Depuis la diffusion du téléfilm Cache-cache d’amour en 2001 et la sortie sur grand écran du long-métrage Le Pari de l’amour en 2003, une polémique resurgit d’une saison à l’autre à l’ombre des festivals de cinéma panafricain : ce type de film peut-il être considéré comme authentiquement africain ? Peu importe que réalisateurs, scénaristes, comédiens, techniciens et stylistes des deux films cités soient tous originaires du continent africain, cette discussion agite régulièrement les commissions d’attribution de fonds et les jurys de festival. La réponse de ces éminents spécialistes est en général… non. Non, parce que les  » je t’aime  » et les bisous (toujours très chastes au demeurant) ne cadrent pas avec leur iconographie personnelle de l’Afrique. Non, parce que ces histoires se déroulent le plus souvent dans des décors bien léchés, plutôt urbains, plutôt modernes, loin des villages plombés de chaleur et du misérabilisme pittoresque si bien ancrés dans la mémoire d’anciens animateurs culturels et autres dinosaures du 35 mm tropical.

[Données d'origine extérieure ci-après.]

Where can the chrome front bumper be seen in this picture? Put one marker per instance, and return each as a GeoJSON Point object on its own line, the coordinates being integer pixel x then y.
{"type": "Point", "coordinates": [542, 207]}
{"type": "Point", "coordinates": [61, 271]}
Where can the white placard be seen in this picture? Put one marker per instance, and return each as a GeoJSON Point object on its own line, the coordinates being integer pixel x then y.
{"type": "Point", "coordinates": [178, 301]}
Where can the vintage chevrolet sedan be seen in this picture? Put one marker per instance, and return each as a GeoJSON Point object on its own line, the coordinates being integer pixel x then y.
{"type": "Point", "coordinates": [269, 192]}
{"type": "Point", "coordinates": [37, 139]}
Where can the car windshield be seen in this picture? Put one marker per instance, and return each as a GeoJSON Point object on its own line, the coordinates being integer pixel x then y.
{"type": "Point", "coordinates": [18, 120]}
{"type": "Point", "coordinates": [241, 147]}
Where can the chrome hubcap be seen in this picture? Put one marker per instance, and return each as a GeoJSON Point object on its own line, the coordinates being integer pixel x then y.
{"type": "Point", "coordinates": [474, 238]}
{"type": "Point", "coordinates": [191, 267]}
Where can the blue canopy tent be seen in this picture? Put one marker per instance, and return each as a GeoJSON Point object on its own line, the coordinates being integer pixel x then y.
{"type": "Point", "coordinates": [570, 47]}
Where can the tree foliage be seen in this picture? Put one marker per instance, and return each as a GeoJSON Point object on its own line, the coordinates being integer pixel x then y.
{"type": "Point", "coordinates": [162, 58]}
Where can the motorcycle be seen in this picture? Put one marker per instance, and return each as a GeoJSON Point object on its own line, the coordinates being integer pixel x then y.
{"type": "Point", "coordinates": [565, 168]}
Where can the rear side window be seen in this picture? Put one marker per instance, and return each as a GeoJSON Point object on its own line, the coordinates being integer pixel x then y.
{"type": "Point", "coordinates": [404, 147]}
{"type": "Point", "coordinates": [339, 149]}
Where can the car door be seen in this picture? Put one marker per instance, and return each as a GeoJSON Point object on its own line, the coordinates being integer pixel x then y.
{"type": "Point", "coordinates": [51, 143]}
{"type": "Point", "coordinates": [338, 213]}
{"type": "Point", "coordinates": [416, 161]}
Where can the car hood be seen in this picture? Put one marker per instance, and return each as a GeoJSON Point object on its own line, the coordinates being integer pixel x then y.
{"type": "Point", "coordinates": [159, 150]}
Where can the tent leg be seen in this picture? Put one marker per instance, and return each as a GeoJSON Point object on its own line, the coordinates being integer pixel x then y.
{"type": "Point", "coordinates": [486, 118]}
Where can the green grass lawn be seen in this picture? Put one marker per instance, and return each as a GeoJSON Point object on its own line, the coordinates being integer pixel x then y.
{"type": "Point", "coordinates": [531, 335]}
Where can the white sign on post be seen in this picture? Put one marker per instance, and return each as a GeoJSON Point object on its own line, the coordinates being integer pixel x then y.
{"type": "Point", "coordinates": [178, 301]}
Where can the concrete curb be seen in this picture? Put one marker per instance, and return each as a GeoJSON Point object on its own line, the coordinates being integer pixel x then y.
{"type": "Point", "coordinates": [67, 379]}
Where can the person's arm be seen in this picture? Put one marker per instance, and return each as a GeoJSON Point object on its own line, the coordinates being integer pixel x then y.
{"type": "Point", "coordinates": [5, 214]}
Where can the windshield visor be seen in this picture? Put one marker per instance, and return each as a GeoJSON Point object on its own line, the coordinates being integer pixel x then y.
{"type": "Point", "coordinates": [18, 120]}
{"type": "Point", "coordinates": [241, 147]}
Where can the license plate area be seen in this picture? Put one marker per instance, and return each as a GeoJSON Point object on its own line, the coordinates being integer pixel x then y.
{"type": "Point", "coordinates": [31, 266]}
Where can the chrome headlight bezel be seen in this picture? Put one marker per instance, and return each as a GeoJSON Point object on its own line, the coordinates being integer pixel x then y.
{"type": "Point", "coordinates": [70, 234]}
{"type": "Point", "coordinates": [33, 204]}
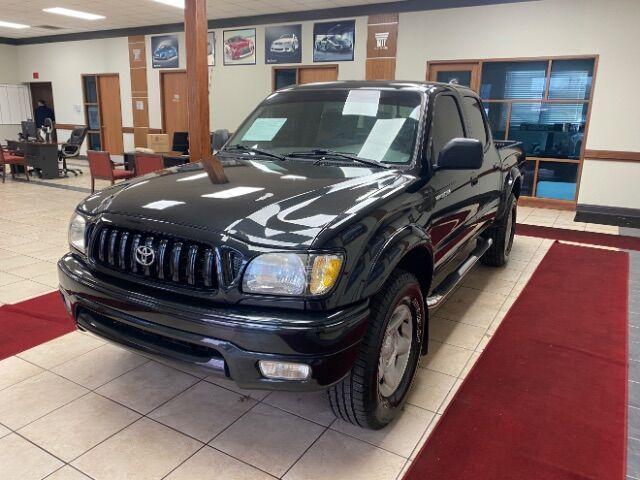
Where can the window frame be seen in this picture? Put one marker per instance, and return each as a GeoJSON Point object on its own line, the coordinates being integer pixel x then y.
{"type": "Point", "coordinates": [433, 162]}
{"type": "Point", "coordinates": [545, 100]}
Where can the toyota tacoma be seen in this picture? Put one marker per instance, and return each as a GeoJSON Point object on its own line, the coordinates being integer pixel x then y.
{"type": "Point", "coordinates": [349, 211]}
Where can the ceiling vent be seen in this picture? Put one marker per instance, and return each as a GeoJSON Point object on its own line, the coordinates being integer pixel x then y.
{"type": "Point", "coordinates": [48, 27]}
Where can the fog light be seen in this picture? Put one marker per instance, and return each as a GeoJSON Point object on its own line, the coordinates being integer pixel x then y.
{"type": "Point", "coordinates": [284, 370]}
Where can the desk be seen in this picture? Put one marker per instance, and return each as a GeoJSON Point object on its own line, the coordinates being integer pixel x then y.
{"type": "Point", "coordinates": [42, 156]}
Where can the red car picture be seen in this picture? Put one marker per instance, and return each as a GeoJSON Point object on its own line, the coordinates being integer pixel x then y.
{"type": "Point", "coordinates": [239, 47]}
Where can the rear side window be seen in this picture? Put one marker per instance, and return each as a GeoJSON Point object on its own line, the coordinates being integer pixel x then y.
{"type": "Point", "coordinates": [476, 120]}
{"type": "Point", "coordinates": [446, 124]}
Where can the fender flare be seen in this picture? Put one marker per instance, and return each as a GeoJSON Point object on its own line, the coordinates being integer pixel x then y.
{"type": "Point", "coordinates": [386, 260]}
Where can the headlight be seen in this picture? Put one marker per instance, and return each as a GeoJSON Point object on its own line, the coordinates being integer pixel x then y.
{"type": "Point", "coordinates": [77, 229]}
{"type": "Point", "coordinates": [292, 273]}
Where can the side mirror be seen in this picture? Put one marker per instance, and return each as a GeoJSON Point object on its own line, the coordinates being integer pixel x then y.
{"type": "Point", "coordinates": [219, 138]}
{"type": "Point", "coordinates": [461, 154]}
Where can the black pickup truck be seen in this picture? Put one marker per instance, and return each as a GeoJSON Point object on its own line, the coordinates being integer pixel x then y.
{"type": "Point", "coordinates": [350, 210]}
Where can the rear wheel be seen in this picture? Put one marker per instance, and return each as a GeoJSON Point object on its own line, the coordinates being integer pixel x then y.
{"type": "Point", "coordinates": [502, 234]}
{"type": "Point", "coordinates": [377, 386]}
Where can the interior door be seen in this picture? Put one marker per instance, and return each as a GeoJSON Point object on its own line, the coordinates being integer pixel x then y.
{"type": "Point", "coordinates": [110, 113]}
{"type": "Point", "coordinates": [175, 116]}
{"type": "Point", "coordinates": [328, 73]}
{"type": "Point", "coordinates": [467, 74]}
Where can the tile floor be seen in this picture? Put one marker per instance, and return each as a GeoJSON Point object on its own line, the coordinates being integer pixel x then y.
{"type": "Point", "coordinates": [63, 418]}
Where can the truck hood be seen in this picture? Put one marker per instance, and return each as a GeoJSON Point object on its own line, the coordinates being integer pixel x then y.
{"type": "Point", "coordinates": [282, 204]}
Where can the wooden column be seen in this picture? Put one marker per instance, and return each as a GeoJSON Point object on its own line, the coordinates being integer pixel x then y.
{"type": "Point", "coordinates": [195, 28]}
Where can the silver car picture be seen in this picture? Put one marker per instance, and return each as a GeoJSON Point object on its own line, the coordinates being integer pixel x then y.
{"type": "Point", "coordinates": [287, 43]}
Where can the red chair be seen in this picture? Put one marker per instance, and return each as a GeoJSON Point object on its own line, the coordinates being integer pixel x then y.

Un public qui en redemande
Ce qui tranche avec cette belle unanimité, c’est l’avis des spectateurs. Le Pari de l’amour a remporté le grand prix du public à Ouidah comme il aurait pu l’obtenir à Ouagadougou au Fespaco 2003 si la politique (la vraie, hélas…) ne s’en était pas mêlée. Lors des diffusions à l’antenne (télévisions nationales africaines, CFI, Canal Horizon, TV5), Cache-cache d’amour et Le Pari de l’amour ont chaque fois battu des records d’audience. Autre détail, et non des moindres : après chaque diffusion, des messages de spectateurs enthousiastes affluent dans la boîte e-mail du producteur, alors que pour connaître cette adresse électronique, il faut attendre la toute dernière image du film et, de surcroît, avoir papier et crayon sous la main…

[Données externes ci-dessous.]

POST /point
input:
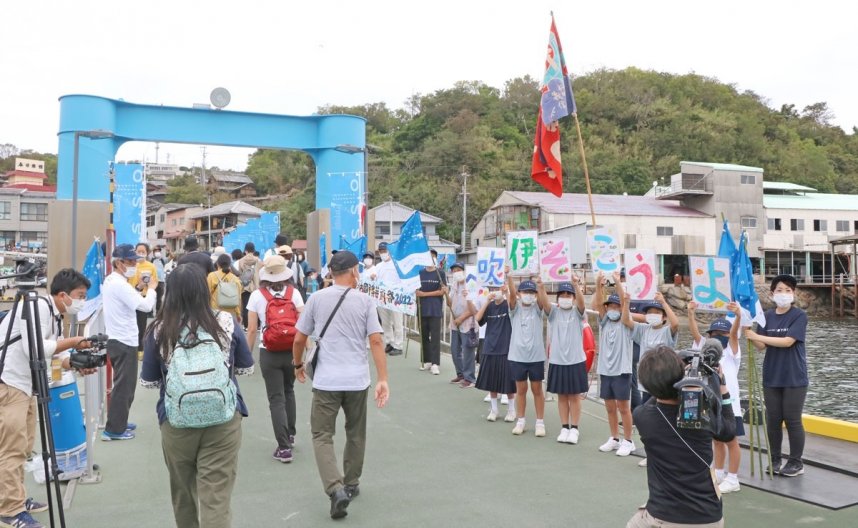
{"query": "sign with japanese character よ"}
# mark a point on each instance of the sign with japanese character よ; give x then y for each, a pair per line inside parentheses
(710, 282)
(554, 265)
(641, 276)
(523, 253)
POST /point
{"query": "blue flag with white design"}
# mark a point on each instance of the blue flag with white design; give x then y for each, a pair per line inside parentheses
(410, 253)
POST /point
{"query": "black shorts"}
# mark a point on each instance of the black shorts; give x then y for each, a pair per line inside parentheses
(616, 387)
(523, 371)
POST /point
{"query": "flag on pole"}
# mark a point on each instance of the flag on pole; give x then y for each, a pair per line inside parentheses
(557, 102)
(410, 253)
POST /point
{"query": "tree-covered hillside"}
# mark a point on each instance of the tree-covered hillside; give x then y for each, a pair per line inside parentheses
(637, 126)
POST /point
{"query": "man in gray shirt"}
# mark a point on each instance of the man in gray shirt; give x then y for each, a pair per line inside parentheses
(341, 377)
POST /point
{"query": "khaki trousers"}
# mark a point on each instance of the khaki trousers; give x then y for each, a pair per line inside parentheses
(17, 436)
(202, 464)
(323, 421)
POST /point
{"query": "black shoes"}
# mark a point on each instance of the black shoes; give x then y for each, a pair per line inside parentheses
(339, 503)
(792, 468)
(352, 490)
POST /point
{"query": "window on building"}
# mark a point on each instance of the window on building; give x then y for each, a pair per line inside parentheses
(749, 222)
(34, 212)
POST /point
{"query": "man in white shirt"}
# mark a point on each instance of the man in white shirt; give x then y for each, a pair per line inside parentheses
(391, 321)
(121, 302)
(17, 403)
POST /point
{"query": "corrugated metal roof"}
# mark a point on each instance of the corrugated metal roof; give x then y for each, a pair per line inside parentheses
(724, 166)
(821, 201)
(607, 204)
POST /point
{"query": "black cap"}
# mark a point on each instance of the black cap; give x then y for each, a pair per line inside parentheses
(343, 261)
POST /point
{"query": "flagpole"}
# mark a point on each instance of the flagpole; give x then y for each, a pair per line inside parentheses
(586, 171)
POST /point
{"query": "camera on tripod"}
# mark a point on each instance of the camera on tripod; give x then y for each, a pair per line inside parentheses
(700, 389)
(93, 357)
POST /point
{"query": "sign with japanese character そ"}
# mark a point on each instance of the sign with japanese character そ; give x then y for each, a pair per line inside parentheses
(523, 253)
(710, 282)
(554, 265)
(604, 249)
(641, 276)
(490, 263)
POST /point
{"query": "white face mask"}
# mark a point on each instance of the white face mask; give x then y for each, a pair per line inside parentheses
(783, 300)
(654, 319)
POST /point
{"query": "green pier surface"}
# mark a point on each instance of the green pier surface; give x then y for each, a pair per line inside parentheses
(432, 460)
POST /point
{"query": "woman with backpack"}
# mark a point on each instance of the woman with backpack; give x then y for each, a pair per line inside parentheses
(274, 309)
(192, 354)
(225, 287)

Le succès se confirme outre-Atlantique. En 2003 et 2004, Le Pari de l’amour a été projeté en version originale avec sous-titrages anglais dans une dizaine de festivals africains-américains. Dans les commentaires des spectateurs et des critiques, on relève des phrases telles que :  » Ça, c’est l’Afrique d’aujourd’hui… Enfin autre chose !  » Comme s’ils découvraient, avec soulagement et fierté, que le continent ne se résume pas à quelques villages de terre, que là-bas aussi on vit des histoires d’amour. En effet, nous ne sommes pas très loin d’une certaine production noire américaine, glamour et urbaine, qui n’arrive toujours pas sur les écrans d’Europe mais qui remplit bien les salles du côté des Magic Johnson Theaters de Los Angeles ou de Washington.
Un romantisme politiquement incorrect
Ce qui, dans ces films, semblerait choquer les puristes, ce serait leur côté romanesque,  » fleur bleue « ,  » eau de rose « , comme il est coutume de dire, avec une condescendance non dissimulée. Pourtant, les avis sont partagés. Pour Mme Thirard – professeur à la faculté de sociologie de l’université de Lille III et auteur de plusieurs communications sur le sujet –, les romans de la collection  » Adoras  » sur lesquels se basent les scénarios, s’apparentent directement à des contes de fée modernes, avec prince charmant, Cendrillon et méchante reine. Elle s’indigne, et nous aussi, de la suffisance des beaux esprits qui affirment que l’Afrique se pervertit avec ce genre de littérature et qui recommandent aux auteurs africains de s’inspirer de leurs légendes traditionnelles, sans chercher à rivaliser en légèreté avec les sociétés occidentales… Vaste débat ! Faudrait-il donc que l’Afrique ressasse ou décline encore et toujours les mêmes clichés avec génies au fond des puits, vierges promises aux grands caïmans et dialogues en VO feutrée, derrière le baobab, entre chasseurs, panthères et fourmis parlantes ?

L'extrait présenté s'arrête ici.